Брюсов сам ясно осознавал значимость наблюдаемого им в Париже для задуманного произведения. 24 сентября он писал об этом жене: «Моя жизнь здесь входит в свою колею. Я днем много работаю (даже в музеях почти не бываю), потому что непременно хочу, кроме статей и разных обязательных работ, написать здесь значительную часть моего романа. Для многих его сцен я нахожу здесь как бы модели, чего мне будет весьма недоставать в Москве. Жизнь большого города, жизнь толпы, и многое другое здесь я могу списывать „с натуры“. После обеда я брожу по Парижу, встречаю в разных кафе своих новых мимолетных знакомых, наблюдаю, думаю. Все это мне нужно очень» [535].

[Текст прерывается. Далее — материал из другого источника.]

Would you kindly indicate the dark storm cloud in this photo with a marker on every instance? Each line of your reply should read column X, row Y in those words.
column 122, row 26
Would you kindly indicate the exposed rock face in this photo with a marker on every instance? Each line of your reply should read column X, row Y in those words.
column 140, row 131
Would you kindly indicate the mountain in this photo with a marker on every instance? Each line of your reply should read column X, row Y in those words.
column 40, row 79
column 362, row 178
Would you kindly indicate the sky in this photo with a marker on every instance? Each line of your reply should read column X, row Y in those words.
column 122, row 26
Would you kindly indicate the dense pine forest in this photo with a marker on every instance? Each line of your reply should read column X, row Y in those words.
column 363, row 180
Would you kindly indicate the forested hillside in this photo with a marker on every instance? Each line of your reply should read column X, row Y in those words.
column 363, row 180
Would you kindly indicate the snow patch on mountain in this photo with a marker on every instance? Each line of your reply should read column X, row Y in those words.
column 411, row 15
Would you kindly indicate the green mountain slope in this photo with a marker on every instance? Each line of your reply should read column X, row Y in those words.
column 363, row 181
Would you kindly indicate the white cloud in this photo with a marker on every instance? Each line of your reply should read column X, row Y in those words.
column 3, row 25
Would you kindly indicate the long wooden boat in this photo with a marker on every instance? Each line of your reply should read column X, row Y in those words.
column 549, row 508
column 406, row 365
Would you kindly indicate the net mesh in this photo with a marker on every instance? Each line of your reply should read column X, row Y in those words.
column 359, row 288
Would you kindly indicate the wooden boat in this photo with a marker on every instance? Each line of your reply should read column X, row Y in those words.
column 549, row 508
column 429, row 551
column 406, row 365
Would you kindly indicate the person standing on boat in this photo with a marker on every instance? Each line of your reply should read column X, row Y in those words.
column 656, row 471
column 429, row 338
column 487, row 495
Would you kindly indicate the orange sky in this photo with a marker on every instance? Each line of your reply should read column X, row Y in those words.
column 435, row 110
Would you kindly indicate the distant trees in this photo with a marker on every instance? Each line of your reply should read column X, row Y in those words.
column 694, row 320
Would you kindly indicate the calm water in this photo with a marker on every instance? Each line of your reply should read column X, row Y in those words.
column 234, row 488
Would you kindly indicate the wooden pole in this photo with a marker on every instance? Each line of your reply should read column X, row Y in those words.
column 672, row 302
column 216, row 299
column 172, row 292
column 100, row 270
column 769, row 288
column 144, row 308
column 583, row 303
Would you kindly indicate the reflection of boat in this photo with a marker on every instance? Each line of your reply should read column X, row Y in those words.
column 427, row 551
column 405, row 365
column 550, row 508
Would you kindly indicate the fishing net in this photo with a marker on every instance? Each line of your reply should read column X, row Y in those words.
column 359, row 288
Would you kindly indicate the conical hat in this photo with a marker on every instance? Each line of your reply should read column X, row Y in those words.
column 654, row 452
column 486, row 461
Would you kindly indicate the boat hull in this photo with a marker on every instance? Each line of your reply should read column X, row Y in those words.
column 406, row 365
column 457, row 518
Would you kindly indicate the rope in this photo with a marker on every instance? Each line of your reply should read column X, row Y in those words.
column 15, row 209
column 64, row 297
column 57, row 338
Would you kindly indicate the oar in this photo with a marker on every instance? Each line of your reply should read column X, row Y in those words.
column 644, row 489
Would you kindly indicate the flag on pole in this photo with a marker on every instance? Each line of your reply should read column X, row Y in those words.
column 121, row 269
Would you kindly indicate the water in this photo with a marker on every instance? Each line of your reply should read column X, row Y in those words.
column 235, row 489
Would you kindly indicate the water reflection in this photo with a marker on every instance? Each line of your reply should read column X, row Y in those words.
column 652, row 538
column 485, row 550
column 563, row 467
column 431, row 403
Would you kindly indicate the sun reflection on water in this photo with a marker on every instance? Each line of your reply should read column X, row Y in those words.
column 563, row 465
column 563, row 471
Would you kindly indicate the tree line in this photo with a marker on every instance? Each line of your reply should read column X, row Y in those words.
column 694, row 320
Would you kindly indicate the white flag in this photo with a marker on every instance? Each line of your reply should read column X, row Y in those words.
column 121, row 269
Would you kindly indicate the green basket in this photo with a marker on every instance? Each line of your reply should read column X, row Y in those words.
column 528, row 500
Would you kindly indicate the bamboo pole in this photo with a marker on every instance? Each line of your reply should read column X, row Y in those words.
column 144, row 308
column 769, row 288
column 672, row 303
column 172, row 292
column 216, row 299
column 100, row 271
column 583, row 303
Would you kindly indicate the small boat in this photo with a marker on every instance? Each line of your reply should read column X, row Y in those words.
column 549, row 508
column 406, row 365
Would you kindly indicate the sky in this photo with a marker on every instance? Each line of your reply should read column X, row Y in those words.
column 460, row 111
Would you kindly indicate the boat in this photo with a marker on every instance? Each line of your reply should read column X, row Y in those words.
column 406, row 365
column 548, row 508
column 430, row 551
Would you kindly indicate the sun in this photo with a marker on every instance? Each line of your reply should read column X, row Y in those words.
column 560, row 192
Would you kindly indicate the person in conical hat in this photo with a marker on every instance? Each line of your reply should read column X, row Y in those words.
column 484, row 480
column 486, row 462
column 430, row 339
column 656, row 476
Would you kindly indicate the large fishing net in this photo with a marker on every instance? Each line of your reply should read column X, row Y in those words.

Действительно, уже первые страницы «Семи земных соблазнов», изображающие приезд молодого героя в столичный город, «громадный, страшный, всемогущий и беспощадный»[536], наталкивают на мысль, что только Париж — единственный из виденных Брюсовым огромных городов, находившихся на высшем уровне тогдашнего развития цивилизации, — мог стать непосредственной «моделью» для этих картин будущей жизни. Глубокое знакомство с Парижем, видимо, помогло Брюсову воссоздать отчетливую картину социального антагонизма в чреватом катастрофой воображаемом обществе будущего, контуры которого обладают разительным сходством с современной писателю капиталистической действительностью; по характеристике самого автора, «мы встречаем в романе мир, стоящий на высокой ступени высшей культуры, но таящий в своем организме губительные язвы, грозящие самому его существованию»[537]. Стремление изобразить «земные соблазны» — роман, по мысли Брюсова, должен был «обнять все стороны человеческой жизни и пересмотреть все основные страсти человеческой души»[538] — зиждилось на непосредственных наблюдениях и впечатлениях, почерпнутых в значительной мере опять-таки из Парижа. Хотя «роман из будущей жизни» не был завершен, — написаны и опубликованы только отдельные фрагменты из первой части «Богатство», всего же предполагалось семь частей, — значение и написанных фрагментов, и самого замысла (согласно которому действие должно было завершиться «грандиозным восстанием») в творчестве Брюсова чрезвычайно велико. «Семь земных соблазнов» лишний раз убедительно подтверждают, что писатель «был способен понимать и испытывать очень высокие социальные эмоции»[539]. Частичной реализацией этого замысла Брюсов не в последнюю очередь был обязан своей парижской осени 1909 г.
23 октября 1909 г. Брюсов уехал из Парижа в Бельгию, к Эмилю Верхарну. «Как и в прошлом году — время, проведенное у Верхарна, лучшие часы моего путешествия», — писал он жене 25 октября[540]. По возвращении на родину ситуация внутреннего промежутка, отчасти заполненная почти полуторамесячным парижским пребыванием, исчерпала себя: Брюсов прочно соединил свою судьбу с журналом «Русская Мысль», стремясь тем самым преодолеть прежнюю узкокорпоративную связь с символистской средой и обрести новые литературные пути.